As renewable energy prices have plummeted, there’s been an accompanying drop in demand for fossil fuel energy. The market shifts have taken a toll on the world’s largest maker of gas turbines, General Electric, which today (Dec. 7) announced plans to cut 12,000 jobs.
Those cuts will mostly come from GE’s power division, which makes energy-generation technologies. The reduction will account for 18% of the division’s workforce and affect both professional and production employees, the company said in a statement.
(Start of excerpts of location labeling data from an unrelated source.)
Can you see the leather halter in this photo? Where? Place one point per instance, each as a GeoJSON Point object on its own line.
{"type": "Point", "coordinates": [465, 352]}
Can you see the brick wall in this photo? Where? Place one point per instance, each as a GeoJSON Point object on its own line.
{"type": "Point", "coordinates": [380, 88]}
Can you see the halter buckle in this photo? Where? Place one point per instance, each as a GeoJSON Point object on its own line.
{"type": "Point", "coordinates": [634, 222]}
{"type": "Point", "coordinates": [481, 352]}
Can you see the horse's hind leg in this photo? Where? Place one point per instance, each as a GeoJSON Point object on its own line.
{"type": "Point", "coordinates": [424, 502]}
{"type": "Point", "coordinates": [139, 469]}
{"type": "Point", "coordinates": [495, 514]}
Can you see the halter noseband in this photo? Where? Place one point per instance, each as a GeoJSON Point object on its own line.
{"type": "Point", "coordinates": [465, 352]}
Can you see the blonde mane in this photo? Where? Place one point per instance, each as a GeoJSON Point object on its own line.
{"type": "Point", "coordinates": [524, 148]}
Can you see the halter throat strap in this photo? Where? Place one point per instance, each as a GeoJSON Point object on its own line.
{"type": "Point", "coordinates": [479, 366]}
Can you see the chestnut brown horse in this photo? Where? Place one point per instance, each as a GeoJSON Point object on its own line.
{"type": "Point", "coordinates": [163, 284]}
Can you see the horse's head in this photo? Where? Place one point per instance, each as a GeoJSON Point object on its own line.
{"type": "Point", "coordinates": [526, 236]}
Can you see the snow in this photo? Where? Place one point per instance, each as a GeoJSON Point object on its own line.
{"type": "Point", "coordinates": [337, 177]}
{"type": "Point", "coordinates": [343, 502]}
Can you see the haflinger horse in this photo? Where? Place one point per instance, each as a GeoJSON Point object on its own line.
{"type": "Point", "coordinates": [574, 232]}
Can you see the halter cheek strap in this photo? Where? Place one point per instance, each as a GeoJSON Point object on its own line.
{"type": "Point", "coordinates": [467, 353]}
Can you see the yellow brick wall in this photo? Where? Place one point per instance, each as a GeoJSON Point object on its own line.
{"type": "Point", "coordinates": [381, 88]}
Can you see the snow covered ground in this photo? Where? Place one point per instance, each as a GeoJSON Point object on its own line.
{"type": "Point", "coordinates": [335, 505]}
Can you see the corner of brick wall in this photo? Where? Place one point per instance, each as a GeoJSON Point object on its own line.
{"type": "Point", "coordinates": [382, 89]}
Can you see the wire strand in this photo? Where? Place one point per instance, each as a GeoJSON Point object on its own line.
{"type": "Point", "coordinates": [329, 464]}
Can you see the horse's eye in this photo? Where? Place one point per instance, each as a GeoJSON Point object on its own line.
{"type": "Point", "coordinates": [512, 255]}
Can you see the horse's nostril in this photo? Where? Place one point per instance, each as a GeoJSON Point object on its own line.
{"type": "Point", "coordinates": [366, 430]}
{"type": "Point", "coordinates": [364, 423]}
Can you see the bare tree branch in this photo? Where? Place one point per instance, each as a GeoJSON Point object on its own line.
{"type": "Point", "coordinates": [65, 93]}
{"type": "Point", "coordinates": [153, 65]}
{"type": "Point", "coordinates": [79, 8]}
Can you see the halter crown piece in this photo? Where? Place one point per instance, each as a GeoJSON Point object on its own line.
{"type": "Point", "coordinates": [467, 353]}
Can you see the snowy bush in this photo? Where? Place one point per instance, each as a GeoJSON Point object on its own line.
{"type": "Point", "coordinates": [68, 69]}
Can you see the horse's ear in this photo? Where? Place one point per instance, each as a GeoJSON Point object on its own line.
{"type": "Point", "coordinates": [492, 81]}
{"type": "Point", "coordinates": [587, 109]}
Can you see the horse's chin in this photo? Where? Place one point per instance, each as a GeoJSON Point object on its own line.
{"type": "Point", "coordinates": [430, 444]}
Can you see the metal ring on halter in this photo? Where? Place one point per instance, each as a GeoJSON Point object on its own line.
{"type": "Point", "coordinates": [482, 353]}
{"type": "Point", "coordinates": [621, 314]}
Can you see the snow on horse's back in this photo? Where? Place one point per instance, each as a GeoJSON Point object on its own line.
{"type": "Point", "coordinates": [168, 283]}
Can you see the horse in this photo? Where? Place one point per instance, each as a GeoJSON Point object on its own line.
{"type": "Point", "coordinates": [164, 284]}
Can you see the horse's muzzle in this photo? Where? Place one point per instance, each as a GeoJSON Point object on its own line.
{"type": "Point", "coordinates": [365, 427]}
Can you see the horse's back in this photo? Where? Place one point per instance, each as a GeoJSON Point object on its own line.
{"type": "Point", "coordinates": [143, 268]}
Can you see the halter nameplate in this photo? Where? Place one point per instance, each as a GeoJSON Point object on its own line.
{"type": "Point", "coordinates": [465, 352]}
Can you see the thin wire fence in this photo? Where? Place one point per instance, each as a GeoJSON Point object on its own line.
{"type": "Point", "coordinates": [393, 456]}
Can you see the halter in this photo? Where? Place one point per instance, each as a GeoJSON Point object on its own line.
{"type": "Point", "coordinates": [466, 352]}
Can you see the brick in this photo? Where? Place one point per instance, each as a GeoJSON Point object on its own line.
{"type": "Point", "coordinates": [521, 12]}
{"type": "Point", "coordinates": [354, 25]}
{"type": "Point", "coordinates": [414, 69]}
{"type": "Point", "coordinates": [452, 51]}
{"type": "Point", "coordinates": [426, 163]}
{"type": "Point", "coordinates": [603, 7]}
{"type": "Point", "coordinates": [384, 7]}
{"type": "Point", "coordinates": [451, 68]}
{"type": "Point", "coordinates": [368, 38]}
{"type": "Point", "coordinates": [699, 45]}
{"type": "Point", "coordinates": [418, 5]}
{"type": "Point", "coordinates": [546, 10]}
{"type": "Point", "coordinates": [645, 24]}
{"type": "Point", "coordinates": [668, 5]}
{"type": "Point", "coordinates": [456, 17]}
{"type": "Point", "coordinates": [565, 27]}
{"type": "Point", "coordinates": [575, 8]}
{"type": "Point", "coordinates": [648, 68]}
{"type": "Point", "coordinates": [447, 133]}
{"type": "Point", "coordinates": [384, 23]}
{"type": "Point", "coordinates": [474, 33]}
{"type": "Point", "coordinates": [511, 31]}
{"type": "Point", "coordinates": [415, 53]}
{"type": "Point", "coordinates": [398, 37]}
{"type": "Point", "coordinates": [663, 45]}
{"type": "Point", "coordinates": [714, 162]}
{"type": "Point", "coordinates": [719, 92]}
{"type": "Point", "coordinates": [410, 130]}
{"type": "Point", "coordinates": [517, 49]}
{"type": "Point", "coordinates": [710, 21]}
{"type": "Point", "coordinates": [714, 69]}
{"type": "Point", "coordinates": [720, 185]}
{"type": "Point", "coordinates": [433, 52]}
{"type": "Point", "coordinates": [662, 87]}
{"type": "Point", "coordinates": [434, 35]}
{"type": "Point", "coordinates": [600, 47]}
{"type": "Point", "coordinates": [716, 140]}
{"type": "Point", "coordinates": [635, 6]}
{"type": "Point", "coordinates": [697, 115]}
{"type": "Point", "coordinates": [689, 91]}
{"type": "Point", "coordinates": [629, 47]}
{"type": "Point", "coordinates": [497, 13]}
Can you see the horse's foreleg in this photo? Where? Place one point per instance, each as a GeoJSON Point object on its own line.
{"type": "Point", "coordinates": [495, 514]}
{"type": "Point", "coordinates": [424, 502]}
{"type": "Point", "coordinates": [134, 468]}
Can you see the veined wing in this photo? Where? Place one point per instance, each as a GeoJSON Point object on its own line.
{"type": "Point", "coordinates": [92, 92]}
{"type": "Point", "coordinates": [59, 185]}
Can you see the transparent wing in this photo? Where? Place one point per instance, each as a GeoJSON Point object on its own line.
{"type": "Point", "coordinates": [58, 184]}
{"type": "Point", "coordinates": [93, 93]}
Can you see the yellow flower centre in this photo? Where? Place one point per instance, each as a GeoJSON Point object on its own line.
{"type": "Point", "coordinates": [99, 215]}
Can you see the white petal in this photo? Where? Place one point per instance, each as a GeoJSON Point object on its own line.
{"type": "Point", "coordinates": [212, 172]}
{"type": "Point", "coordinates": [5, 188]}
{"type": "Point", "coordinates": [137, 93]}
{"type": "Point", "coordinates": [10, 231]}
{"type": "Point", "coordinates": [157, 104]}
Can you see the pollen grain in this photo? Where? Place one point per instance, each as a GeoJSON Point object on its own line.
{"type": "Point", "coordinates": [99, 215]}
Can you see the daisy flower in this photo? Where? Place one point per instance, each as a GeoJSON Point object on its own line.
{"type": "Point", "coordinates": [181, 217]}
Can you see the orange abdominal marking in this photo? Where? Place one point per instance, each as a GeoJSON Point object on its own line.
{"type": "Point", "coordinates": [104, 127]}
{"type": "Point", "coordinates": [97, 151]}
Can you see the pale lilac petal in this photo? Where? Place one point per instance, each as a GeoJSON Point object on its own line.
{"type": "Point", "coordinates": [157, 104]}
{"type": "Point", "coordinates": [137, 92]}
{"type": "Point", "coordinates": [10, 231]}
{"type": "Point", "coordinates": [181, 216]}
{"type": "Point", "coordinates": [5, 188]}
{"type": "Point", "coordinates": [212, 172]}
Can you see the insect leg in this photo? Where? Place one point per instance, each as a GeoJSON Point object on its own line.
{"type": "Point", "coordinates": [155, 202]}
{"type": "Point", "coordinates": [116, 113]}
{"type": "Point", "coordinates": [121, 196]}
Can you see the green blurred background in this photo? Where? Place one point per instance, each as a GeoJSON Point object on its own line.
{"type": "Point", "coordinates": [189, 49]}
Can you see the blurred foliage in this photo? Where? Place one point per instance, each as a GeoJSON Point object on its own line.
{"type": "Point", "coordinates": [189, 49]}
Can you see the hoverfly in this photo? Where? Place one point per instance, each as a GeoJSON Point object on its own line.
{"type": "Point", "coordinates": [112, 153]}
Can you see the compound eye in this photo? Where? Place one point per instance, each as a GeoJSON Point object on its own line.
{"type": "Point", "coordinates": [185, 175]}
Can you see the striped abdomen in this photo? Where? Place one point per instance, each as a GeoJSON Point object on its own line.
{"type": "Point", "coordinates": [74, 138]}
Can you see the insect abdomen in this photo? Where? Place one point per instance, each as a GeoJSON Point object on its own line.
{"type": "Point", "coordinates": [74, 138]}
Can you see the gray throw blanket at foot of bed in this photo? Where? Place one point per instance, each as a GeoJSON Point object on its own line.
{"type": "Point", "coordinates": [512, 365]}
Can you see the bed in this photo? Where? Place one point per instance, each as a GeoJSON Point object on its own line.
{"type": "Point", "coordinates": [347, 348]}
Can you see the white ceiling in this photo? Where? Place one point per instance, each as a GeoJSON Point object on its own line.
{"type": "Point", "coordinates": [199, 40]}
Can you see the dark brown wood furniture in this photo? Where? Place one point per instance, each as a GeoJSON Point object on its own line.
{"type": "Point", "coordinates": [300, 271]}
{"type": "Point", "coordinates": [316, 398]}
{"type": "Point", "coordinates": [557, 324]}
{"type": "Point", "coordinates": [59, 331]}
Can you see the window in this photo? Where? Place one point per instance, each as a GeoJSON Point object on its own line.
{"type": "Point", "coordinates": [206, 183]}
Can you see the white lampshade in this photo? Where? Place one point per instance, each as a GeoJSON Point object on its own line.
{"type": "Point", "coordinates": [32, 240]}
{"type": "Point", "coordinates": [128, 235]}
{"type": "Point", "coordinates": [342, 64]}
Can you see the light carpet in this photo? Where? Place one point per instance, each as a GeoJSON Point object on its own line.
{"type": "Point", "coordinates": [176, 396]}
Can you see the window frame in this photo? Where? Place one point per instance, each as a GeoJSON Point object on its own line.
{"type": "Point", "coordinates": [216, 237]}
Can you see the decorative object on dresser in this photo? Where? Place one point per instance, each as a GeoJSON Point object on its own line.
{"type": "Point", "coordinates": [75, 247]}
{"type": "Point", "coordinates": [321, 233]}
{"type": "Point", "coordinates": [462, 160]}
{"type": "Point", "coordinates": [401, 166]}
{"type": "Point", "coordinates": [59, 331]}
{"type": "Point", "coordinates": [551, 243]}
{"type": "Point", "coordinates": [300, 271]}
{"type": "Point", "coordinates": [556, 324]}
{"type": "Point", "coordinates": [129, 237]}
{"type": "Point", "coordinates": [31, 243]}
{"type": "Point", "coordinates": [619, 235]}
The majority of job losses will occur outside the US, Bloomberg reports.
In a statement, Russell Stokes, the division’s president and CEO, said disruptions to the power market were “driving significantly lower volumes in products and services.” Demand for GE’s power-generation equipment has stalled in part because of renewable energy growth, says Robert McCarthy, an analyst at Stifel Financial.
The move is part of a larger restructuring effort under GE’s new chief executive John Flannery, who has faced immense pressure to regain the company’s footing since taking the helm in June of this year. GE’s stock price plunged 44% this year, the worst performer on the Dow, according to Bloomberg. The company aims to cut $3.5 billion of expenses across its divisions by the end of 2018, including a $1 billion cut from the power division.
GE wasn’t the only major player caught unprepared for a market adapting to the realities of climate change. Last month, GE’s German-based competitor Siemens announced it would cut 2% of its global workforce, amounting to 6,900 jobs, in response to governments and companies shifting from fossil-fuel power plants to renewables. Both Siemens and GE expected demand for natural gas to make up for falling interest in coal, but that hasn’t happened fast enough, reports the Wall Street Journal.